BackObservational Studies and Causality in Statistics
Study Guide - Smart Notes
Tailored notes based on your materials, expanded with key definitions, examples, and context.
Observational Studies
Definition and Characteristics
Observational studies are a fundamental type of research design in statistics where researchers do not assign treatments or actively control variables. Instead, they passively observe participants in their natural environments, recording data as it naturally occurs.
Definition: An observational study is one in which the researcher does not actively control the value of any variable, but simply observes the values as they naturally exist.
Purpose: Useful for discovering relationships or associations between variables.
Limitation: Cannot establish cause-and-effect relationships due to the presence of potential confounding and lurking variables.
Challenge: Difficult to control for all possible external influences (lurking variables).

Example: Music and Academic Performance
Consider a study comparing the GPAs of music students and non-music students at a high school:
Music Students: Average GPA = 3.59; 16% earned all A's
Non-Music Students: Average GPA = 2.91; 5% earned all A's
Key Question: Should we conclude that music education causes better grades?
There may be other factors (confounding variables) such as work habits, parental support, socioeconomic status, or innate ability that influence both music participation and academic performance.
Types of Observational Studies
Retrospective Studies
Retrospective studies collect data on events that have already occurred.
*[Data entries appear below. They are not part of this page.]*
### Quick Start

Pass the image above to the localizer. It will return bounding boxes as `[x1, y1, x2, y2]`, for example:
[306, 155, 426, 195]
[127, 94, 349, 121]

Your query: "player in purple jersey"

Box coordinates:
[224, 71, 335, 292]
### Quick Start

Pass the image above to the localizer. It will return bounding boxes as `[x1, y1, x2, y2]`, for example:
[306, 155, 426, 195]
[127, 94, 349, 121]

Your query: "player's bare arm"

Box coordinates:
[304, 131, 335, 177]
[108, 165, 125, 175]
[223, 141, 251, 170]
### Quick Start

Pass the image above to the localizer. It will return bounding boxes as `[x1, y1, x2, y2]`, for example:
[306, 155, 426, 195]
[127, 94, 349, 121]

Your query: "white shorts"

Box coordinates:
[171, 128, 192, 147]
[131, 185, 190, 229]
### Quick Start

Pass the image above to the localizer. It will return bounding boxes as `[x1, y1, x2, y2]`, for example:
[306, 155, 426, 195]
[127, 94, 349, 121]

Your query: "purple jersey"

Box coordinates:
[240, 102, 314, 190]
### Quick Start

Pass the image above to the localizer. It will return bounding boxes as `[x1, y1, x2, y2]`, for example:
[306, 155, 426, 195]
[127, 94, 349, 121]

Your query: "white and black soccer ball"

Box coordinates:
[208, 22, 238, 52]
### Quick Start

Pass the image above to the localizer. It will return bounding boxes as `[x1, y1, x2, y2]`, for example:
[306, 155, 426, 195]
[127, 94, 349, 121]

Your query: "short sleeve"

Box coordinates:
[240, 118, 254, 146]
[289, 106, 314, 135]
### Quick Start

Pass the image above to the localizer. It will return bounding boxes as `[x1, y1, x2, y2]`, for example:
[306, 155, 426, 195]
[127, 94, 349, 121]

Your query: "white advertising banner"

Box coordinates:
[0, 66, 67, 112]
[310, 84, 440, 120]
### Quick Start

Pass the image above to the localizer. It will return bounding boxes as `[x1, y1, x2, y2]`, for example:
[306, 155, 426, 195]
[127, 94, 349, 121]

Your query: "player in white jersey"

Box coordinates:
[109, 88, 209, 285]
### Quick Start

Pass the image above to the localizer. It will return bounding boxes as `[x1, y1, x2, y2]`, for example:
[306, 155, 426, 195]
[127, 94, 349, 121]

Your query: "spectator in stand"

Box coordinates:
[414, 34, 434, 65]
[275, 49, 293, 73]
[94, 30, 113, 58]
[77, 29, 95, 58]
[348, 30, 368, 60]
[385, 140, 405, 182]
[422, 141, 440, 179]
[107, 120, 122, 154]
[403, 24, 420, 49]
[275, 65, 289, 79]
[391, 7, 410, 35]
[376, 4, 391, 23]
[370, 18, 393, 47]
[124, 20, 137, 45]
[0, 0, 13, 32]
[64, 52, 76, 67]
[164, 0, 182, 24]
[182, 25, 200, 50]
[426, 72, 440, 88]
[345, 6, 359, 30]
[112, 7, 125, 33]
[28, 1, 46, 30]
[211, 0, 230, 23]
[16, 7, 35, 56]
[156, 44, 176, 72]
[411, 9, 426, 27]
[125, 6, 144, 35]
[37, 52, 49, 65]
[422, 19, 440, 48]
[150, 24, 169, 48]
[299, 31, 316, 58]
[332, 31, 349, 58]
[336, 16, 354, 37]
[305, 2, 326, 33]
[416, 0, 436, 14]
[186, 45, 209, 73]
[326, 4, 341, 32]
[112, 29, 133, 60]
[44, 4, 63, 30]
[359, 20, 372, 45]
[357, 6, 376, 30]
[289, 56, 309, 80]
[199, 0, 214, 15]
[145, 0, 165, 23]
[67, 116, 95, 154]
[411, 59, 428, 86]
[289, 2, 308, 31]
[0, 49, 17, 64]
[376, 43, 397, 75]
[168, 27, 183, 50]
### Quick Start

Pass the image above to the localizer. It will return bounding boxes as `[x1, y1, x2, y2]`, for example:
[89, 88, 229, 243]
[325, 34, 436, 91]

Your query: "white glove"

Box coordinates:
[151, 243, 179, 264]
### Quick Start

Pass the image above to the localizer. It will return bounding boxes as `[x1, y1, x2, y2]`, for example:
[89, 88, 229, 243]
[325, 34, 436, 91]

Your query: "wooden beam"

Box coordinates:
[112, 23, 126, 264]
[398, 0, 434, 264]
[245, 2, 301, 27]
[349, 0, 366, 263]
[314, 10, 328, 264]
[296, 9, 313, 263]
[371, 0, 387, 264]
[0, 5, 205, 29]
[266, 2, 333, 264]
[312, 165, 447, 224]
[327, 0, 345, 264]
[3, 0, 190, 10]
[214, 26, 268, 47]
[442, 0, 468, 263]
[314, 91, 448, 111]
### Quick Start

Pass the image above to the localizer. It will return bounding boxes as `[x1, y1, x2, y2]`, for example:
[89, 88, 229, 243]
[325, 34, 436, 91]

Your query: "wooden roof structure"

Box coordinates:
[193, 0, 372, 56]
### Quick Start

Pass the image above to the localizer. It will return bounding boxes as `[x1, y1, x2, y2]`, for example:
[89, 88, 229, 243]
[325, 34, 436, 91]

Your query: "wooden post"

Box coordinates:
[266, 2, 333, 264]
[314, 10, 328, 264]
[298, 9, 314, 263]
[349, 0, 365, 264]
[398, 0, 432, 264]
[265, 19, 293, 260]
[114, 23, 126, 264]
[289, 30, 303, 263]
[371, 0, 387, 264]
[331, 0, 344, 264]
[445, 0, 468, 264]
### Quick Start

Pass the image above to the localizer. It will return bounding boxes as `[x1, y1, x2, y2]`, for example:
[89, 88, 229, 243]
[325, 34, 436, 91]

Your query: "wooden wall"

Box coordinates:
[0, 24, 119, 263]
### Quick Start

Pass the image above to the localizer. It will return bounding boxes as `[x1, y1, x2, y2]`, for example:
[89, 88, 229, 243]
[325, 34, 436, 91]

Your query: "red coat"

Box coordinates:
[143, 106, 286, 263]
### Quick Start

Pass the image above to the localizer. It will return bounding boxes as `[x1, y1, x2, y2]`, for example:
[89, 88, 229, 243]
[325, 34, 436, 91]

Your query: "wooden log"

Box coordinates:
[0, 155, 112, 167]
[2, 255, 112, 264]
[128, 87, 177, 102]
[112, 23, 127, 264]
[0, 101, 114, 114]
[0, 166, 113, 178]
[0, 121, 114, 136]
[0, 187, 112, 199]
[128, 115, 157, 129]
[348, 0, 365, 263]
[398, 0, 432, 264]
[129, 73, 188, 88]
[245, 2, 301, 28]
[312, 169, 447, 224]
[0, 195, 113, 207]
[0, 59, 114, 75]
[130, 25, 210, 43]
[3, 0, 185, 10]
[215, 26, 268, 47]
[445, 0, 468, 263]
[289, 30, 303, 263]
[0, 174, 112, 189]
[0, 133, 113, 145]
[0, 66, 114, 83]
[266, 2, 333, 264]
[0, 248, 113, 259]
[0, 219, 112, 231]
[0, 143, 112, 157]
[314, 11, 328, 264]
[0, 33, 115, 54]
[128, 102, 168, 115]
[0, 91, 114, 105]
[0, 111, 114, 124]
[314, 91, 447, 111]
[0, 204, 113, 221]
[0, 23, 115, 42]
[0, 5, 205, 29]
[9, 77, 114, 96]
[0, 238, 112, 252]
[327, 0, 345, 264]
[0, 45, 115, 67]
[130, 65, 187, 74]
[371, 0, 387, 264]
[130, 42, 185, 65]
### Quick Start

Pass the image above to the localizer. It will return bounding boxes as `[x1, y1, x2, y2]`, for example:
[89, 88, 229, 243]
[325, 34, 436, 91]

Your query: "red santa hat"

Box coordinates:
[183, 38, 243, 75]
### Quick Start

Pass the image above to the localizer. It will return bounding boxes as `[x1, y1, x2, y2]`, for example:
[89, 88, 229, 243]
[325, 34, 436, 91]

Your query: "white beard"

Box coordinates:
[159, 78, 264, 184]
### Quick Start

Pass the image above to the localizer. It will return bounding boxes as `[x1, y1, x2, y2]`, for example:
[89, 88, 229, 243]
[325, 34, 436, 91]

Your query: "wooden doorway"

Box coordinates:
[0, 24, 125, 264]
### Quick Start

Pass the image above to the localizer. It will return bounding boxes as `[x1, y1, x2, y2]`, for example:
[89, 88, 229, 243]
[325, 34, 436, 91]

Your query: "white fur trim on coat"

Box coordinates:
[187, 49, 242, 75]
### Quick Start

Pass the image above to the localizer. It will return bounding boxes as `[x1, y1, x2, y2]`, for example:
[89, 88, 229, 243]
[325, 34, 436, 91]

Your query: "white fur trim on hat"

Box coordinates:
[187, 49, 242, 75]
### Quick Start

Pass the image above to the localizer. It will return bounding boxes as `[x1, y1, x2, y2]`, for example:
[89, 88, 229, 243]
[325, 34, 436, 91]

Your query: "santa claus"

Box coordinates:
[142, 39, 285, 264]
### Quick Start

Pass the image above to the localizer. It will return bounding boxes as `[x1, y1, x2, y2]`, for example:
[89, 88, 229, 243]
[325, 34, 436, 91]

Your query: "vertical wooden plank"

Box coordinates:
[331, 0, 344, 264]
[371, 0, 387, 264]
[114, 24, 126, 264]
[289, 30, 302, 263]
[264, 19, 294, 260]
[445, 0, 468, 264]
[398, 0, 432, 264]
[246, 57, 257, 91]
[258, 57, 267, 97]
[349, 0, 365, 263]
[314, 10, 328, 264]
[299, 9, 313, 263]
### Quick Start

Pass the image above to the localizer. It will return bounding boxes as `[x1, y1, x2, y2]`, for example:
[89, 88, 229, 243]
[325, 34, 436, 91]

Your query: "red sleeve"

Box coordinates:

They are commonly used in public health and marketing, especially for studying rare outcomes.
Advantages: Useful for studying rare diseases or outcomes; can utilize existing records.
Disadvantages: May suffer from unreliable memories or incomplete historical records.
Example: Asking people with and without lung cancer about their past smoking habits (case-control study).
Prospective Studies
In prospective studies, subjects are identified in advance and data is collected as events unfold in the future.
Advantages: Possible to isolate variables and design the study to specific requirements.
Disadvantages: Can be expensive and time-consuming; rare outcomes require large samples.
Example: Selecting groups based on exercise habits and recording their longevity over time.
Cross-Sectional Studies
Cross-sectional studies involve selecting subjects without regard to their explanatory or response variables and collecting data about their current or past behaviors.
Advantages: Easiest type of study for gathering large samples.
Disadvantages: Can be unreliable if the outcome of interest is rare in the population.
Example: Surveying people about their phone use before sleep and their typical sleep duration.
Limitations of Observational Studies
Establishing Causality
Observational studies—whether retrospective, prospective, or cross-sectional—cannot demonstrate a causal relationship. This is due to the inability to control for all confounding and lurking variables.
Confounding Variables
Confounding occurs when two variables are associated in such a way that their individual effects on a response variable cannot be distinguished from each other.
Example: Fertilizing half of tomato plants and observing better growth, but the non-fertilized plants were in the shade. Both sunlight and fertilizer could influence growth, making it impossible to separate their effects.

Lurking Variables and Common Response
A lurking variable is an unobserved variable that influences both the explanatory and response variables, creating a spurious association.
Example: A strong positive association between the number of firefighters at a fire and the amount of damage caused. The size of the fire (lurking variable) increases both the number of firefighters and the damage.

Designing Observational Studies
Choosing the Study Type
When designing an observational study, the choice between retrospective and prospective approaches depends on the timing and rarity of the event:
Retrospective Study: Appropriate when the event has already occurred, especially if it is rare (e.g., investigating causes of pet deaths from kidney failure).
Prospective Study: Useful for verifying possible causes identified in retrospective studies, provided it is ethical and feasible.
Summary Table: Types of Observational Studies
Type | When Data is Collected | Advantages | Disadvantages | Example |
|---|---|---|---|---|
Retrospective | Past | Good for rare outcomes; uses existing data | Unreliable memories; incomplete records | Case-control study of smoking and lung cancer |
Prospective | Future | Can design study; isolate variables | Expensive; time-consuming | Tracking exercise habits and longevity |
Cross-Sectional | Present | Easy to gather large samples | Unreliable for rare outcomes | Survey on phone use and sleep |
Additional info: In all observational studies, careful consideration must be given to potential confounding and lurking variables, as these can obscure true relationships and prevent causal inference.